Employers must engage in positive recruitment of U.S. workers. Recruitment may involve contacting previous U.S. employees, accepting U.S. referrals from the State Workforce Agency (SWA), and other methods determined by the US Department of Labor.  Recruitment is now conducted online at seasonaljobs.dol.gov. LSI ensures employers are fully equipped to fulfill all recruitment requirements.


Employers are obligated to provide housing at no cost to all H-2A workers and those workers in corresponding employment (U.S. workers) who are not reasonably able to return to their residence within the same day. LSI assists customers with housing health and safety standards in order to ensure compliance.


Employers must pay or reimburse workers for reasonable costs incurred for transportation and daily subsistence as they travel from the place from which they have come to work for the employer. Daily subsistence is paid in accordance with the current guidelines. LSI facilitates low cost travel arrangements if requested for H-2A workers and provides employers with detailed information of reimbursements to be paid to workers.


Employers must pay H-2A workers and U.S. workers in corresponding employment at the same rate. The hourly rate must be either the applicable Adverse Effect Wage Rate, Federal or State minimum wage rate, the prevailing piece rate, the prevailing hourly wage rate, or the agreed-upon collective bargaining rate, whichever is highest for every hour or portion of the hour worked. LSI will inform employers of the current applicable rate required to be paid to workers.


The employer either must provide each worker with three meals a day or must furnish free and convenient cooking and kitchen facilities to the workers that will enable the workers to prepare their own meals. Where the employer provides the meals, the employer may charge the worker an amount per day.
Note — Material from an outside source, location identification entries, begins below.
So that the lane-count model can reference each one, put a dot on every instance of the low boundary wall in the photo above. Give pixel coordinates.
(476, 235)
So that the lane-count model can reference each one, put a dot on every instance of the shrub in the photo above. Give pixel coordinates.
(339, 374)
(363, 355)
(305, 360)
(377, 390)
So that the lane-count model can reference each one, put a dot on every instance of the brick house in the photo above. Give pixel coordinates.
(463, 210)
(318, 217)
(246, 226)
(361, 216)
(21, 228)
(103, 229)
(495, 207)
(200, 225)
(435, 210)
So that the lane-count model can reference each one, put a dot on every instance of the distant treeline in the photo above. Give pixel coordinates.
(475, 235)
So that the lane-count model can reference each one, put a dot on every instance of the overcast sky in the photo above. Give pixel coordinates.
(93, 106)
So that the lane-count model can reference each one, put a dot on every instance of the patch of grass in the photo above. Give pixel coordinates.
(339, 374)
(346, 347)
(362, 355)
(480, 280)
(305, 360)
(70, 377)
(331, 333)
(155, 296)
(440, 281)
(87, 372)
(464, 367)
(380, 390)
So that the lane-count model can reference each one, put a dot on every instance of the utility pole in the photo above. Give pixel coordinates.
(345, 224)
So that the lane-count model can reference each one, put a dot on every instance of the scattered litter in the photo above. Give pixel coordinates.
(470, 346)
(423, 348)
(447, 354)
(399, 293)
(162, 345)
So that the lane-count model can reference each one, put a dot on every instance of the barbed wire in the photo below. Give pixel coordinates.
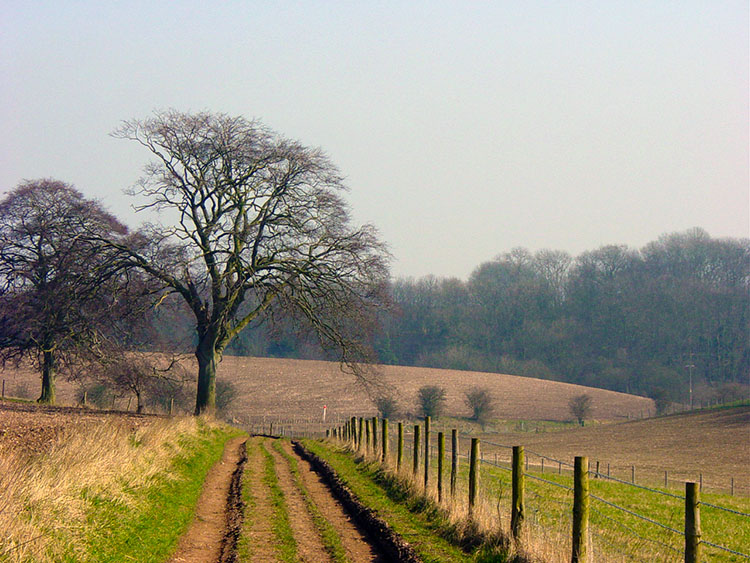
(637, 486)
(745, 555)
(530, 476)
(725, 509)
(632, 531)
(645, 518)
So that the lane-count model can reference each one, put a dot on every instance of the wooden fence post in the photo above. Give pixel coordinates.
(692, 523)
(580, 511)
(385, 441)
(454, 461)
(517, 510)
(361, 434)
(441, 454)
(426, 452)
(416, 449)
(473, 474)
(400, 446)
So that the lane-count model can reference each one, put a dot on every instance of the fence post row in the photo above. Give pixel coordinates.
(416, 449)
(473, 474)
(454, 460)
(385, 440)
(580, 510)
(426, 452)
(441, 454)
(517, 510)
(400, 455)
(692, 523)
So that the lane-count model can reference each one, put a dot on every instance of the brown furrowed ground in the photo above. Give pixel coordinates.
(282, 389)
(713, 442)
(30, 428)
(300, 388)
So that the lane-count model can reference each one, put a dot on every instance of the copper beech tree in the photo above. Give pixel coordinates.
(258, 227)
(58, 283)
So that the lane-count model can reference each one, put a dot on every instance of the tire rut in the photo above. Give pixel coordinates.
(203, 539)
(260, 540)
(358, 546)
(310, 547)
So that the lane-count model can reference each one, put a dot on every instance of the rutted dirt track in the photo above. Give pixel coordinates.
(214, 532)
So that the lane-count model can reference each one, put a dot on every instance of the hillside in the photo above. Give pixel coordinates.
(281, 388)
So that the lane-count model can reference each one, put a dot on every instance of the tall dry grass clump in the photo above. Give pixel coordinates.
(44, 498)
(488, 525)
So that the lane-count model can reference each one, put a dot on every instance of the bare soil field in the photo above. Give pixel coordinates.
(32, 428)
(715, 443)
(281, 388)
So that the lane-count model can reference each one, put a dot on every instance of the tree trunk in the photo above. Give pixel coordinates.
(48, 379)
(205, 352)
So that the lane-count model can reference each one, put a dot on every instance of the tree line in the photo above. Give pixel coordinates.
(643, 321)
(251, 251)
(250, 227)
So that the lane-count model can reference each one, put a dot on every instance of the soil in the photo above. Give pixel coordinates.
(29, 428)
(203, 540)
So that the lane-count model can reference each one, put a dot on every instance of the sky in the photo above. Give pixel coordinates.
(464, 129)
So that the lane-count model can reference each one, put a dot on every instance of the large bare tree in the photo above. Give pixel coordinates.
(259, 226)
(58, 285)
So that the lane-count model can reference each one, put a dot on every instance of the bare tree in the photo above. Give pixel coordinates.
(431, 400)
(387, 406)
(580, 407)
(479, 400)
(57, 283)
(260, 227)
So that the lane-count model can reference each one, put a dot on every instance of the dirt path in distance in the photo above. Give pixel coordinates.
(202, 542)
(358, 546)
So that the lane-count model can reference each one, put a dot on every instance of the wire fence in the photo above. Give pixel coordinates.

The employer must provide workers' compensation insurance coverage in compliance with State law covering injury and disease arising out of and in the course of the worker's employment OR insurance coverage equal to Workers Compensation Insurance, for all workers. Proof of insurance is required prior to certification. LSI will work with your insurance company to maintain an updated Worker’s Compensation certificate.

Tools and Supplies

The employer is obligated to provide, free of charge to worker(s), all tools and supplies necessary to complete jobs duties assigned.

Three-Fourths Guarantee

The employer must guarantee to offer the worker employment for a total number of work hours equal to at least three-fourths of the workdays of the total period.  If less opportunity for work is provided to the worker, employers are required to fulfill the ¾ guarantee by paying the worker for the amount the worker would have earned had the entire opportunity been afforded.  LSI assists employers by determining full payment obligations to the worker based on hours listed in the job order.

Fifty Percent Rule

From the time the foreign workers depart for the employer's place of employment, the employer must provide employment to any qualified, eligible U.S. worker who applies to the employer until 50 percent of the period of the work contract has elapsed.